23,176,688 shares of common stock are carry forward securities that remain unsold by the selling stockholders under the Prior Registration Statement and are included in this Registration Statement pursuant to Rule 415(a)(6). An amount of $9,532.73 in filing fees previously paid in connection with such unsold shares under the Prior Registration Statement will continue to apply to such unsold shares included in this Registration Statement. The offering of such unsold shares registered under the Prior Registration Statement shall be deemed terminated as of the effective date of this Registration Statement.
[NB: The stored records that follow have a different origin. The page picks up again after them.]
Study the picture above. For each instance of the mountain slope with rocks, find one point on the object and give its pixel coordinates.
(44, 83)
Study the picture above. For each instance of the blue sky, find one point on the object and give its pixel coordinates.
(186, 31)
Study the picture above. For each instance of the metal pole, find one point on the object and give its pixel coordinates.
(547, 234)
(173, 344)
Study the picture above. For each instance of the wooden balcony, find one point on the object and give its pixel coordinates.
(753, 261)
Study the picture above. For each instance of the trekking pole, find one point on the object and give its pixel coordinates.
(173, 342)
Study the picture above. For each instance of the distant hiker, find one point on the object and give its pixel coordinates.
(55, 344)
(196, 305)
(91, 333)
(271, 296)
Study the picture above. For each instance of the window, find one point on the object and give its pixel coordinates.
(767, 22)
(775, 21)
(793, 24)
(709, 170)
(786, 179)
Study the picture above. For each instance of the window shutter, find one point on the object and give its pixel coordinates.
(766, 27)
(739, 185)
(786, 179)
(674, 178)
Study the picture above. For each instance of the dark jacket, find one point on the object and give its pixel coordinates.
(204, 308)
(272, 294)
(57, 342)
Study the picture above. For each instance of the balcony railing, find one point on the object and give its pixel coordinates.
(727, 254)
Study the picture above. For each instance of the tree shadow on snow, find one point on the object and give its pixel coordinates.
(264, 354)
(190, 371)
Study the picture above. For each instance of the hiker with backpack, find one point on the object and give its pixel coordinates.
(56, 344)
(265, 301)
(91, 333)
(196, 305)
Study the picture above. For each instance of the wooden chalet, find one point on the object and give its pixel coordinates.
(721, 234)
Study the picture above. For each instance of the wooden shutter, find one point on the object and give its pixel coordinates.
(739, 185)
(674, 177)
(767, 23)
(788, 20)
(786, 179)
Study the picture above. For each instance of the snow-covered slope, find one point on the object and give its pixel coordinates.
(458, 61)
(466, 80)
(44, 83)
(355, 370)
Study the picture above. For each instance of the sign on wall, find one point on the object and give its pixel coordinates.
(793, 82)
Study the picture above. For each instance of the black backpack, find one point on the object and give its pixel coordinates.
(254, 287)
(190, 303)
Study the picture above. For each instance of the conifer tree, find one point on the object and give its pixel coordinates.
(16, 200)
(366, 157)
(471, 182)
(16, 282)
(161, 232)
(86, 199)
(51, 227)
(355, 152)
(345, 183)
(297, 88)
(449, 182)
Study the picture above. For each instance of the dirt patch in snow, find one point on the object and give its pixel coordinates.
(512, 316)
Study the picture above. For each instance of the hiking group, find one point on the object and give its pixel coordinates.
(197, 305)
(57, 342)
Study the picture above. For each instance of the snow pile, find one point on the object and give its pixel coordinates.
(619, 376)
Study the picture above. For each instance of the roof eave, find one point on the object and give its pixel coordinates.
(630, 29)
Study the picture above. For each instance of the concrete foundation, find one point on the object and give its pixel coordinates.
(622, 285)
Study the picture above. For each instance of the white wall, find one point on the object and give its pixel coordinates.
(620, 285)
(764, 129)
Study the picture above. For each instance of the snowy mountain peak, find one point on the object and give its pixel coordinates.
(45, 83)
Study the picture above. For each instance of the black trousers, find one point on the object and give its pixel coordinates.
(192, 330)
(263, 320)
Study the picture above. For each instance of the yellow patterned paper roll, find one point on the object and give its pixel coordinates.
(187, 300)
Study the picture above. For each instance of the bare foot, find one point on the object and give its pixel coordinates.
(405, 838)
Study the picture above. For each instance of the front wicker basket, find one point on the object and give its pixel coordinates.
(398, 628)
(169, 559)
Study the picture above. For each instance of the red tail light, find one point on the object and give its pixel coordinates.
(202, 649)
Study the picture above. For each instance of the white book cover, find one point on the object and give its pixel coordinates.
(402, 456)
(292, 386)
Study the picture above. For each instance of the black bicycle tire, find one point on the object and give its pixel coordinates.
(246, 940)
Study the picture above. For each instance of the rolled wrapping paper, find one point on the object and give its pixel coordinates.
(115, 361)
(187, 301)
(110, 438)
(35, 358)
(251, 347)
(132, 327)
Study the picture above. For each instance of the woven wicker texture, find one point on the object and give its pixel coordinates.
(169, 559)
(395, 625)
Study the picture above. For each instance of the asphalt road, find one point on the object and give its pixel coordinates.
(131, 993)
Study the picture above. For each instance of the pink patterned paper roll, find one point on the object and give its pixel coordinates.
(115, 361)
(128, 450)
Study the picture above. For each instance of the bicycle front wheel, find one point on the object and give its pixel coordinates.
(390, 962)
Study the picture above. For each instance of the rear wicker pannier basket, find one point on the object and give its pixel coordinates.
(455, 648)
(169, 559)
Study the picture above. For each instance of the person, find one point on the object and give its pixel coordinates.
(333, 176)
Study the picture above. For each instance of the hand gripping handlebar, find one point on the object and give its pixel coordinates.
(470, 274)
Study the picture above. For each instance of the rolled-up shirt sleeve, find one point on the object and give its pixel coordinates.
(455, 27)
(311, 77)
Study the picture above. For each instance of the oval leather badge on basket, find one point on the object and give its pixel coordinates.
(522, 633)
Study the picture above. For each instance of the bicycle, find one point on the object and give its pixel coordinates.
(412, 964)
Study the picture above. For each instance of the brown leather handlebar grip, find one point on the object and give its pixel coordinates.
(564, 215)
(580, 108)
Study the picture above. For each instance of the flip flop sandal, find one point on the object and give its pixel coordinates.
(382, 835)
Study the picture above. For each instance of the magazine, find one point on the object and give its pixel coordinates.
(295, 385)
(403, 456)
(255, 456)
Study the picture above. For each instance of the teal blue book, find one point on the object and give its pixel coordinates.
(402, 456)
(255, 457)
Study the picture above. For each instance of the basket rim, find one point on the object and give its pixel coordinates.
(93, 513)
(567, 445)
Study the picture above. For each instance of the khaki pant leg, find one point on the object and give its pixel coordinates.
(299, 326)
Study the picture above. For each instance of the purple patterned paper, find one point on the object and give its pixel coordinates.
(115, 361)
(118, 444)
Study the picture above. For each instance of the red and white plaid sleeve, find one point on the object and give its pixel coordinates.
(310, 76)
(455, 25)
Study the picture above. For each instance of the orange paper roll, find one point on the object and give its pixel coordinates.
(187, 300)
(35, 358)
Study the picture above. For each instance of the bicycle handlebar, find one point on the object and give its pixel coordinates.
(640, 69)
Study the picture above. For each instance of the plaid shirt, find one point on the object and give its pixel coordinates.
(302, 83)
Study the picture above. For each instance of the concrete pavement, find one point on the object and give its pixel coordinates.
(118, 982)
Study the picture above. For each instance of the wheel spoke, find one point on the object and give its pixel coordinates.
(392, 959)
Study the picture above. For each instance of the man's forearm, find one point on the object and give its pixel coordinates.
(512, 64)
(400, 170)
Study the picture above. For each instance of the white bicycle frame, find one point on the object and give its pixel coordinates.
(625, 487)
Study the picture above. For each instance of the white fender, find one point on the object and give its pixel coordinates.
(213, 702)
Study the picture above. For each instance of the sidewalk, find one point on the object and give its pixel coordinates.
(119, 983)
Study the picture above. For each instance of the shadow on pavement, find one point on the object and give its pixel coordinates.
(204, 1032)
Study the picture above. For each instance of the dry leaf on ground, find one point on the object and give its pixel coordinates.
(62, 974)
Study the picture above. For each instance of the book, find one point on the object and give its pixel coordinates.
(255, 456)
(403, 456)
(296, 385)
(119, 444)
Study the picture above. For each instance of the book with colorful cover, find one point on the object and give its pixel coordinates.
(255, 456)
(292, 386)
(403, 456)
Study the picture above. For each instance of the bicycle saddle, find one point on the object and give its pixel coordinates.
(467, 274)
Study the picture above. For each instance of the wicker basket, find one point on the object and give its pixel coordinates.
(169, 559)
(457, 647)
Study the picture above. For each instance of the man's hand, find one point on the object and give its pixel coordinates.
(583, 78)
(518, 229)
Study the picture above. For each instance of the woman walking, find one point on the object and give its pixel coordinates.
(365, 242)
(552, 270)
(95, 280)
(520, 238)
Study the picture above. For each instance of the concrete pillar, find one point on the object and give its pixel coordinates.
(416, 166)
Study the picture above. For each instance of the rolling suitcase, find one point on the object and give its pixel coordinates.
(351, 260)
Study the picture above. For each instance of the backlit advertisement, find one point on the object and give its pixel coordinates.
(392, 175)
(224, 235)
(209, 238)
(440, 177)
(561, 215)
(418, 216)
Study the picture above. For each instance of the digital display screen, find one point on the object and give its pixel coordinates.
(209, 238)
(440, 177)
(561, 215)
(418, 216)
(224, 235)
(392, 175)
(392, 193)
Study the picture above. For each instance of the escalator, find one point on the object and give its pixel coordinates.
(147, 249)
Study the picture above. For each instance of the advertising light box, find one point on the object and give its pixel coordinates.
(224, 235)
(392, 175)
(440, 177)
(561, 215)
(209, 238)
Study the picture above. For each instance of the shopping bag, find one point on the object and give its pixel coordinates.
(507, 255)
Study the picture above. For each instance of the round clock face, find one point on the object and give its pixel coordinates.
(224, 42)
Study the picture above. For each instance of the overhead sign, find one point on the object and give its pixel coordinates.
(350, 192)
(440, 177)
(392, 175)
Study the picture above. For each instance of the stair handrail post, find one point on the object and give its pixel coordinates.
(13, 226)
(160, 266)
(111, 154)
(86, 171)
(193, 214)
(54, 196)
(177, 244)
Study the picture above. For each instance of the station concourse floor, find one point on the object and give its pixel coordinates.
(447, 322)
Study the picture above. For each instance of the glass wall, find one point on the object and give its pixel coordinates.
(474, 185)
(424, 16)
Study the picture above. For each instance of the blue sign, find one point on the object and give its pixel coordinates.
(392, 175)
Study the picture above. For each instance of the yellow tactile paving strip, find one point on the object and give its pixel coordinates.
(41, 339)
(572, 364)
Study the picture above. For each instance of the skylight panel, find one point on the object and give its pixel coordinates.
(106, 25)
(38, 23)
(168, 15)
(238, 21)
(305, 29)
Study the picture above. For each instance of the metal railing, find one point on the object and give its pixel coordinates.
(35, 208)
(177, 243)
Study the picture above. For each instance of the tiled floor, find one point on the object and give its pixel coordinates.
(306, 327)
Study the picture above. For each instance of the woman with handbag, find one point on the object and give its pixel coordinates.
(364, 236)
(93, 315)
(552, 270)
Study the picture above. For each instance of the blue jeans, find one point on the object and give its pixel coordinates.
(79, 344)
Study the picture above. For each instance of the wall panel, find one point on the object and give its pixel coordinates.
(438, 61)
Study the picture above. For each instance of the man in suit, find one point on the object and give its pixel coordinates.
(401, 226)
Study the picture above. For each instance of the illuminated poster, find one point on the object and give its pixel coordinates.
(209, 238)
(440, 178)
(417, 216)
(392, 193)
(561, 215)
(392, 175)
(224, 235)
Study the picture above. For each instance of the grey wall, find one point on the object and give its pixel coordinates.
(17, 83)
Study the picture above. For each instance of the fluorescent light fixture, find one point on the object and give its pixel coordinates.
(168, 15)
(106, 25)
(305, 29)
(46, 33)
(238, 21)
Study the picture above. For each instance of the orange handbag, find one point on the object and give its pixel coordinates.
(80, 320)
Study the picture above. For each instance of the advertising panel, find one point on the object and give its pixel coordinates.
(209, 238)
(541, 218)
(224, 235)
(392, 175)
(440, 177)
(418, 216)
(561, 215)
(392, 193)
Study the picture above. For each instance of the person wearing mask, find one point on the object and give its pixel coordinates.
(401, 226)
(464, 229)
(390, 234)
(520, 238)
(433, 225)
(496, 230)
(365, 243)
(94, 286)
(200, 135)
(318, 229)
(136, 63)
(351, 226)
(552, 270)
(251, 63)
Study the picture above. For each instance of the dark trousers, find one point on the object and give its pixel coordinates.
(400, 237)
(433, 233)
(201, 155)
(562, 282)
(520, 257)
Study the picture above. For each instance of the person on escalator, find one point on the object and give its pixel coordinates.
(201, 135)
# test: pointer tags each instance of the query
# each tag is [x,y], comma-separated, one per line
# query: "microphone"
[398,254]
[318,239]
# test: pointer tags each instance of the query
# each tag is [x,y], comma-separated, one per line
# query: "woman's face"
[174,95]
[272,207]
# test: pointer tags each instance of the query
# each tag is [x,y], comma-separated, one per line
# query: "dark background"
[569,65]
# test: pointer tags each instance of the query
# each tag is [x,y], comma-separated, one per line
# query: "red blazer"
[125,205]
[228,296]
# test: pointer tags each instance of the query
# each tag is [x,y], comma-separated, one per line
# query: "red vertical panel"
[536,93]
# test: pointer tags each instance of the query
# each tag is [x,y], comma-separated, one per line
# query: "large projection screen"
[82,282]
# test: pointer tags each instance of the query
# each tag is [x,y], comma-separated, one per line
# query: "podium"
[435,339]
An additional 350,473 new shares of common stock may be offered for resale by the selling stockholders identified in this Registration Statement and related prospectus in the secondary offering (as newly registered securities) upon effectiveness of this Registration Statement, for which a new filing fee has been paid (calculated as described in note 4 above) by the registrant in connection with the filing of this Registration Statement. Pursuant to Rule 416 under the Securities Act, the number of shares of common stock that may be sold in the secondary offering by the selling stockholders hereunder also includes such indeterminate number of shares of common stock as may be issuable with respect to such shares as a result of stock splits, stock dividends, recapitalizations or similar transactions.